Sunday, June 26, 2005

i reeeeali wonder how some sacry spooks alwaes manage to find their wae to my blog even aft i've MOVED... my god... dun u get e msg? U r not welcome here.... we may hv been 'frens' many many yrs ago but not anymore i guess.. its like everyone whom i noe tt noes u doesn reali like u... hope u noe hu u r man...

anywae, as alwaes, i dun update my blog on a regular basis... sometimes i rmb.. but im too lazy... sometimes i jus dun hv e time... term test is drawing nearer n nearer every second... i can feel e walls closin in on me as the days pass... im reali reali freaked out... term test consists of a rather big percentage of course work, hence if u fail it, u'll prob fail ur coursework and b de-barred fr e exam... then ull hv to take e supplementary paper when everyone's enjoyin n realaxin n partyin awae... n u HAVE to pass it. if u dun, happy repeatin tt particular subject for another semester, aft everyone ard u has graduated...

n e thing is, u wil nv get into e Director's Honours List and get a Diploma with Merit... Shawn told me.
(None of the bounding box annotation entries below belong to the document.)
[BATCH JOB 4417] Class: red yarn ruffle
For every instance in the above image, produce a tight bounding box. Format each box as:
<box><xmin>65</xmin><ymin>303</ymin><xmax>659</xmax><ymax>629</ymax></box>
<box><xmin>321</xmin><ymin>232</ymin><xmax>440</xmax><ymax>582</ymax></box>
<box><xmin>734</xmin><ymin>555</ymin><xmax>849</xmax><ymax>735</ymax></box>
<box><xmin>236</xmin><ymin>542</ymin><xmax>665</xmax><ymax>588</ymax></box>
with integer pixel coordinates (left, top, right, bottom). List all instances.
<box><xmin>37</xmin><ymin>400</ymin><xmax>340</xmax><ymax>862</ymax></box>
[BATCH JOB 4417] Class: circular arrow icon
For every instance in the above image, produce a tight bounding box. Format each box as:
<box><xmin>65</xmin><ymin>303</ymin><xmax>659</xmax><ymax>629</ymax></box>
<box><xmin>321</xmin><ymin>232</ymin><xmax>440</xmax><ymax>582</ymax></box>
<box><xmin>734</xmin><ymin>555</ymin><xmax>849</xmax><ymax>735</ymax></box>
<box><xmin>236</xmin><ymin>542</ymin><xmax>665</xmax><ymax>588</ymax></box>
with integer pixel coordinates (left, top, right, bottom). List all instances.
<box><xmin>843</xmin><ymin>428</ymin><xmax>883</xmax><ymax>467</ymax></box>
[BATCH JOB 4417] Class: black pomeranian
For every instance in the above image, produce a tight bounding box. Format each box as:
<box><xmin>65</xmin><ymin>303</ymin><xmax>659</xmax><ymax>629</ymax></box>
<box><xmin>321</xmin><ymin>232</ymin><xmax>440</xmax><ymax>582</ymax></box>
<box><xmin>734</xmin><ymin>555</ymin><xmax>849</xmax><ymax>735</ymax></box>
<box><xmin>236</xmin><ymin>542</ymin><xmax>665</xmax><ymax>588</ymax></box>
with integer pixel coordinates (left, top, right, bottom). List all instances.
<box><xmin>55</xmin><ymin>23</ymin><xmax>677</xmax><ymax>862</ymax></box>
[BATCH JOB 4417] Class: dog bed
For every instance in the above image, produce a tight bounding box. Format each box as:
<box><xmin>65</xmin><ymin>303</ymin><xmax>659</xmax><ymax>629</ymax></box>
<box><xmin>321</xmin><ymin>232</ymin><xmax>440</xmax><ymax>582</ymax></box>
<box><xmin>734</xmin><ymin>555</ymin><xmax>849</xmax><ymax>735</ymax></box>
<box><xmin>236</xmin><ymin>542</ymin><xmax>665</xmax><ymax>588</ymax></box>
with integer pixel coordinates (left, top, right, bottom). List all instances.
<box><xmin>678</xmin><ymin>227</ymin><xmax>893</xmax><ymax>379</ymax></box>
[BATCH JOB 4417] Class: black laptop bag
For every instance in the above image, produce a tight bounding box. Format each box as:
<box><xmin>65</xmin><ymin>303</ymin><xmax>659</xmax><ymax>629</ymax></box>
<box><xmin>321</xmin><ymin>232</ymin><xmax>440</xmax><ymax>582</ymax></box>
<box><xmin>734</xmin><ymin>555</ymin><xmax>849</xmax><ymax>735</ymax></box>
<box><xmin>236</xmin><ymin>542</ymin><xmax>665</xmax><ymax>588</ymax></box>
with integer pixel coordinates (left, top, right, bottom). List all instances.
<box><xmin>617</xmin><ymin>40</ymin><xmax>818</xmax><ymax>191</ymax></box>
Uh-ho.

i pray and hope for nothing but e best to come my wae... im reali tryin to concentrate now n absorb all the CMSY info.... its a killer subject. I stil hv 3 more subjects to worry about. o god. im prayin i can chiong in peace durin term break!!

rite now, im actuali racking my half-dead, lazy n extremely sleepy brain on how to start on that ridiculous 600-900 word piece of expository writing.. n i thot it was all over aft e 'O's... looks like i was wrong. im in for it. My writing skills hv all been thrown outta e window n i cant seem to find and gather em back. I need inspiration... chocolates? a sense of fulfilment? him? nothing seems to b able to get my ass going!!
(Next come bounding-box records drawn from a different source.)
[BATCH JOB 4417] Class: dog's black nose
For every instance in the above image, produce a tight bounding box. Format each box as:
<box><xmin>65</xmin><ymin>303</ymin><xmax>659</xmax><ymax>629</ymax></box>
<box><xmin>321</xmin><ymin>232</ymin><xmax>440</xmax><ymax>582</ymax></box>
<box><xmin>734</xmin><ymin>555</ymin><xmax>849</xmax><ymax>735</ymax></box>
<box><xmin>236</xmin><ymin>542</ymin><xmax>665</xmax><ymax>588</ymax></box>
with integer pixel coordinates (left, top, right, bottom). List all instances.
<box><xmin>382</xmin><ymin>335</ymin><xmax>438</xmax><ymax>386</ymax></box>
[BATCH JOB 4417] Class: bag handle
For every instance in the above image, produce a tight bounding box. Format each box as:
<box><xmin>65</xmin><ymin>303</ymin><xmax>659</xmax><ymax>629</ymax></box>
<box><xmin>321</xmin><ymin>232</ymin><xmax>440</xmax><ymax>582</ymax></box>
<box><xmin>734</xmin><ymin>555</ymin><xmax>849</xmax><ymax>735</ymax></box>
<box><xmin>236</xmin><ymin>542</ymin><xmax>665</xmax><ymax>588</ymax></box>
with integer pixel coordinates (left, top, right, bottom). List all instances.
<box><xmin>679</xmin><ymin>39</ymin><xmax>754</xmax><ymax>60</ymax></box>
i haven been penning any poems/songs like i used to. n now i dun even noe wad to crap about on this blog.

this is wad u call writer's block. or so i think.

DEBRA: hey babe... i noe we haven met up in awhile n we've both been busy.... cant waitta meet up during my term break!! u noe i love u... i miss our class 4/4 v v much... life in poly is fun n e frens r fine but nothing beats my GAL PALS -U n Cheryl... dun let anyone bully u k... u noe hu im talkin bout... e one u told me bout on e phone.. haha... hope ur doin good.. let's go Pasta Mania kk??!! Yummy!!!! Cant wait!!! *sMuCkZz*

NURUL: halo babe!! thnx for comfortin me on sat nite.. i reali needed those words of encouragement... dun b so pessimistic... ur a great fren!! i mean it... n thnx for promising to keep my secret... tt prob i told u bout... stil v hurt... haiz but guess i shld jus let go n let nature take its course.. i guess time wil heal.. love u... rmb i hv to cook pasta n eggs for u hor!! wahaha... c u!!

been feelin reali down n hurt... in one super short week, so many things happened. i reali regret some things, n i wish things didn end up e wae they did so far... but sometimes i reali dunmean to do or sae e things i do... external factors make me react the wae i do... o... wil someone pls understand??

nostalgia is my solace.... e memories of frens n e happy times we shared... e tears n laughter we've all been thru together... i love u Cheryl n Debra.... i miss u.